On va me dire que l'ère de l'internationalisation et des stratégies sophistiquées de placements de la Caisse sous le règne d'Henri-Paul Rousseau (2002-08), après des années de vaches grasses, s'est finalement terminée en catastrophe. La Caisse allait déclarer en 2008 des pertes de 40 milliards à la suite d'une chute de 25 % de son gigantesque portefeuille. Et personne n'a compris comment l'équipe de M. Rousseau avait pu se faire embarquer dans la saga du papier commercial en y devenant le plus important investisseur canadien. Un mystère qui a fait perdre à la Caisse près de 6 milliards!
À la suite d'une telle catastrophe, on comprend la nouvelle direction de la Caisse d'avoir modifié en profondeur la stratégie d'investissement de l'institution. Mais de là à revenir avec une stratégie d'investissement nationaliste, il y a de quoi soulever bien des questionnements. Est-ce encore le rôle de la Caisse de jouer à nouveau une telle carte?
Créée sous le gouvernement libéral de Jean Lesage, la Caisse a vu le jour en 1965, en pleine Révolution tranquille. Lors de ses premières années, la Caisse devait gérer son portefeuille dans un climat politique pour le moins turbulent. L'année 1967 était notamment marquée par deux événements majeurs: le «Vive le Québec libre» du général de Gaulle, et la naissance de la nouvelle option souverainiste de René Lévesque. La croissance de l'actif de la Caisse avait un petit quelque chose de rassurant, économiquement parlant pour le Québec. La Caisse jouait un rôle majeur dans les émissions d'obligations effectuées par le gouvernement du Québec pour financer sa dette. Elle agissait à la fois comme un acheteur de premier plan et une sorte de mainteneur de marché, en se montrant toujours prête à acquérir les blocs des vendeurs institutionnels.

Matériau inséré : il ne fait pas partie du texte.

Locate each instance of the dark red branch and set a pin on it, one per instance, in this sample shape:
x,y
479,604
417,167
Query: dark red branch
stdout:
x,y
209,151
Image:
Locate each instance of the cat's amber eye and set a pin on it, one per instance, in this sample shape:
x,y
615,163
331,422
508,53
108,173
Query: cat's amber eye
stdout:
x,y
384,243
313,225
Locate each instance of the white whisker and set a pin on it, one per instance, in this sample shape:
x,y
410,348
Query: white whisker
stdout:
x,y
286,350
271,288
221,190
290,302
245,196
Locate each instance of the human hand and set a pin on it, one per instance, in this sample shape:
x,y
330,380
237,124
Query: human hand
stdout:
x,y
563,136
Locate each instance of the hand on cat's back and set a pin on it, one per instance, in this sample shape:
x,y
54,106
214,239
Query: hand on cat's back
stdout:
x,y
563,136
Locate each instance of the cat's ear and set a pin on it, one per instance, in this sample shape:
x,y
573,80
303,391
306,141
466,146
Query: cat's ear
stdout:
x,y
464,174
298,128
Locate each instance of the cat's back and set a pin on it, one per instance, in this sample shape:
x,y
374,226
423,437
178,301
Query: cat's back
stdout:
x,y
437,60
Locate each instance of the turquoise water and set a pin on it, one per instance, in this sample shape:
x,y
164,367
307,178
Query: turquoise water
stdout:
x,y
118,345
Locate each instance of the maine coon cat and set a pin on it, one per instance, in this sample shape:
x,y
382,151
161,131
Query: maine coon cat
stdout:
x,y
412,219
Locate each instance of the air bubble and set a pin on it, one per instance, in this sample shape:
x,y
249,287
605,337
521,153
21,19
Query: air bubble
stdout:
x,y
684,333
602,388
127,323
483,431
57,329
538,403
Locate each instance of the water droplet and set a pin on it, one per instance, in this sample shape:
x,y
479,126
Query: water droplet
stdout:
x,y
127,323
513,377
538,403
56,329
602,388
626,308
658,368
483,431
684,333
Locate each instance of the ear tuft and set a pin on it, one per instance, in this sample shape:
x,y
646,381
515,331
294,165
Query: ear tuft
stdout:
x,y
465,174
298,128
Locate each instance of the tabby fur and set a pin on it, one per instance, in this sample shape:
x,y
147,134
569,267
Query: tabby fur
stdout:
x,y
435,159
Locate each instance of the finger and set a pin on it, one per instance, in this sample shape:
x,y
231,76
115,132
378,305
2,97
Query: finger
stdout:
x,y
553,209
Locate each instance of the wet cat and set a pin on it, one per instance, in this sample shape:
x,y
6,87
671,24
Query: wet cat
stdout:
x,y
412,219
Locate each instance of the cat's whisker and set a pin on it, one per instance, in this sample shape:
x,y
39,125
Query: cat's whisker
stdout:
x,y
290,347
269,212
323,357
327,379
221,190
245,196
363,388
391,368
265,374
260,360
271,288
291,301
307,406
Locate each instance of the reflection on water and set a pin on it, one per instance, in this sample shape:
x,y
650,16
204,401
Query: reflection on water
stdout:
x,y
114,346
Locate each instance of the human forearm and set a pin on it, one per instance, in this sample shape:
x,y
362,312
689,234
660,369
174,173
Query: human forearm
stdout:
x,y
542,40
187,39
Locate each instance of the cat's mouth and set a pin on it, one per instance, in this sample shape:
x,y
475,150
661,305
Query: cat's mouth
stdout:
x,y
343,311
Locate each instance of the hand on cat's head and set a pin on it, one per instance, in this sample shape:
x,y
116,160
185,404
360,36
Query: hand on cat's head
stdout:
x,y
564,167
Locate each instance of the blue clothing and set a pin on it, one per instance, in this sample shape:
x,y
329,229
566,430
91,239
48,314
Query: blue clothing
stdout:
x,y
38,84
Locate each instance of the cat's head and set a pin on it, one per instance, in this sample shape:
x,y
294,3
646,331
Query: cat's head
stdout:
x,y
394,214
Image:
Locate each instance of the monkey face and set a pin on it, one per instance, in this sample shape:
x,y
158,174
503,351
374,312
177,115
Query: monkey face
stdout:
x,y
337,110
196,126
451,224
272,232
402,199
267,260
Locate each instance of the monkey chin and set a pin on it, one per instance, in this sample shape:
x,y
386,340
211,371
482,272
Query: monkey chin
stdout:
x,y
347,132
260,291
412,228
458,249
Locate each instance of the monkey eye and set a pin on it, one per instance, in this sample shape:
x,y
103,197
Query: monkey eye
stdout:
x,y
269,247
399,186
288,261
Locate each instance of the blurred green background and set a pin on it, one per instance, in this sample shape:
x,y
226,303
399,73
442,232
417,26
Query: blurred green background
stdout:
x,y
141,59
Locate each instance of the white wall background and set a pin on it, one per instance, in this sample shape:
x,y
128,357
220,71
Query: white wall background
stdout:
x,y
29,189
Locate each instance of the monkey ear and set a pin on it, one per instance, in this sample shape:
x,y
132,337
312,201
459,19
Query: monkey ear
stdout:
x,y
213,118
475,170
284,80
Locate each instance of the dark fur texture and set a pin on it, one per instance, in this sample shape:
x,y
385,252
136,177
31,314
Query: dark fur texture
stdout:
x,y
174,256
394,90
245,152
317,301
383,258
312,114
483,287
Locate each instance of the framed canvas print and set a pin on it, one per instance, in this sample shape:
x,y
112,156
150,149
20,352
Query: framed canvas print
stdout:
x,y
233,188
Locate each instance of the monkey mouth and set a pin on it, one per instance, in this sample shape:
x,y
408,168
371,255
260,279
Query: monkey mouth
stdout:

Quelques transactions historiquement importantes avaient tout de même été effectuées dans les années 70, qui ont vu Marcel Cazavan succéder au premier PDG de la Caisse, Claude Prieur.
Il y a l'acquisition en 1971 de 30 % du capital-actions de Cablevision Nationale Ltée, qui sera éventuellement intégré à Vidéotron. Et en 1979, la Caisse investit 76 millions de la Caisse dans l'achat d'un premier bloc de 2,8 millions d'actions de Domtar, lequel était détenu par MacMillan Bloedel Limited. En février 1967, la Caisse a fait l'achat d'un premier bloc d'actions, soit 3000 actions d'Alcan, pour un investissement total de 108 000 $.
Mais la Caisse en tant qu'investisseur institutionnel dans le capital-actions des entreprises québécoises a pris son véritable envol avec l'arrivée de Jean Campeau à sa tête, en 1980.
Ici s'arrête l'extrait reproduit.